KABUL (AFP) - An American-Canadian couple held hostage by the Taliban for four years have urged their governments to pressure Kabul to change its policy on executions of captured insurgents, according to a new video which surfaced Tuesday.

Canadian Joshua Boyle and his American wife Caitlan Coleman, who has given birth to two sons while in captivity, were kidnapped in Afghanistan in 2012 during a backpacking trip.

In the two minute, 31 second video, shared by SITE Intelligence group, the couple were shown saying their captors were "terrified" and "frightened" of the Afghan government executing their fellow fighters.

In early May, Kabul hanged six Taliban-linked inmates, in the first set of executions carried out as part of President Ashraf Ghani s new hardline policy against the insurgents who are stepping up their nationwide offensive.

It was not clear when the video was shot, but it comes amid swirling rumours in Kabul that the government plans to execute Anas Haqqani, son of the Taliban-allied Haqqani network s founder, who has been held since 2014.
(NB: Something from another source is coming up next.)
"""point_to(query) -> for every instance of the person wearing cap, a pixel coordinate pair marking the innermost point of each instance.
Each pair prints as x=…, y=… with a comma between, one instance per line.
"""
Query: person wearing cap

The government has declined to comment on those rumours.

In Washington, State Department spokesman John Kirby said US officials were aware of the video and were examining it "for its validity."

"We remain concerned obviously about the welfare of Caitlan and her family and we continue to urge... their immediate release on humanitarian grounds," Kirby told reporters.

He added that Washington had spoken to the governments of both Afghanistan and Pakistan to insist on the need to ensure that captured US citizens are returned home safely.

Earlier this year, Caitlan s parents James and Lyn Coleman, who live in Pennsylvania, appealed to the Taliban to release the couple and their two young children.

The Colemans last saw their daughter in July 2012, when she set off for Russia on a hiking trip with Boyle that took them through Central Asia and ultimately into war-torn Afghanistan.

The couple told Circa News that they got a letter from Caitlan last November proving that she and Boyle were still alive, and announcing that she had given birth to a second son.

The couple were last seen in a video emailed to her parents in 2013 in which they asked the US government and their families to secure their release.

The Colemans made the video public after Bowe Bergdahl, a US Army sergeant held captive for five years in Afghanistan, was freed in a prisoner swap.